F. Kayu Jati Tectona grandis L. f.

Jati termasuk ke dalam suku Verbenaceae dengan nama daerah deleg, dodolan, jate, jati, jatos, kulidawa, kiati. Daerah penyebaran jati di Indonesia meliputi seluruh Jawa, Sulawesi Selatan, Sulawesi Tenggara, Nusa Tenggara Barat, Maluku, dan Lampung. Diyakini tanaman jati di Indonesia berasal dari negara India Martawijaya dan Kartasujana, 1977. Menurut Mandang dan Pandit 1997, kayu jati dicirikan oleh teras yang berwarna kuning emas kecoklatan sampai coklat kemerahan, mudah dibedakan dari gubal yang berwarna putih agak keabu-abuan. Kayu jati memiliki corak dekoratif yang indah berkat jelasnya lingkaran tumbuh, sedikit buram dan berminyak. Kayu bertekstur agak kasar sampai kasar dan tidak rata dengan arah serat lurus bergelombang sampai agak berpadu. Lingkaran tumbuh tampak sangat jelas pada semua bidang observasi.
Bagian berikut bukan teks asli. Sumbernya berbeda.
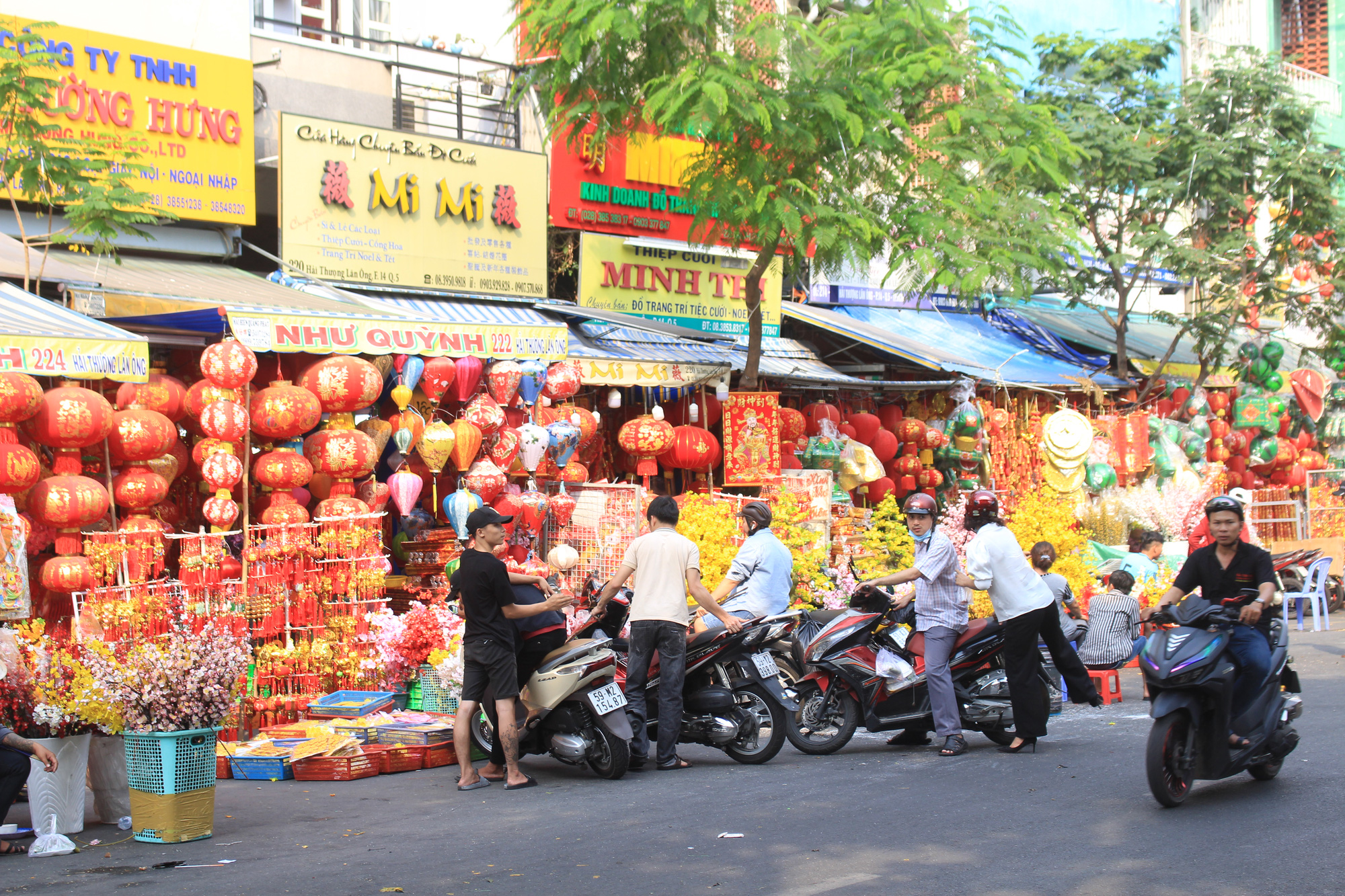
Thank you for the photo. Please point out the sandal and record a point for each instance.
(954, 745)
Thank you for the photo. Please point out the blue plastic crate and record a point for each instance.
(361, 702)
(171, 762)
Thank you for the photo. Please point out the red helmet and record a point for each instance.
(921, 503)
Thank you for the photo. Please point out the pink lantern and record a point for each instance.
(404, 487)
(467, 378)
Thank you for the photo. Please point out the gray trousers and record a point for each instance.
(944, 700)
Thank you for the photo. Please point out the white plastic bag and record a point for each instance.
(52, 842)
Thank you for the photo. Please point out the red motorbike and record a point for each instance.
(845, 686)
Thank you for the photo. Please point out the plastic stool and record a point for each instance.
(1108, 681)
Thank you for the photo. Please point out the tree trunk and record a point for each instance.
(754, 302)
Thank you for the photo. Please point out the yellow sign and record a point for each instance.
(185, 114)
(396, 335)
(688, 287)
(364, 205)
Lebih lanjut, Martawijaya dan Kartasujana 1977 menyatakan kayu jati termasuk ke dalam kelas awet I-II dan kelas kuat II dengan berat jenis 0.67 0.62-0.75. Kekerasannya sedang dan mempunyai nilai penyusutan dalam arah radial dan tangensial berturut-turut 2.8 persen dan 5.2 persen basah sampai kering tanur.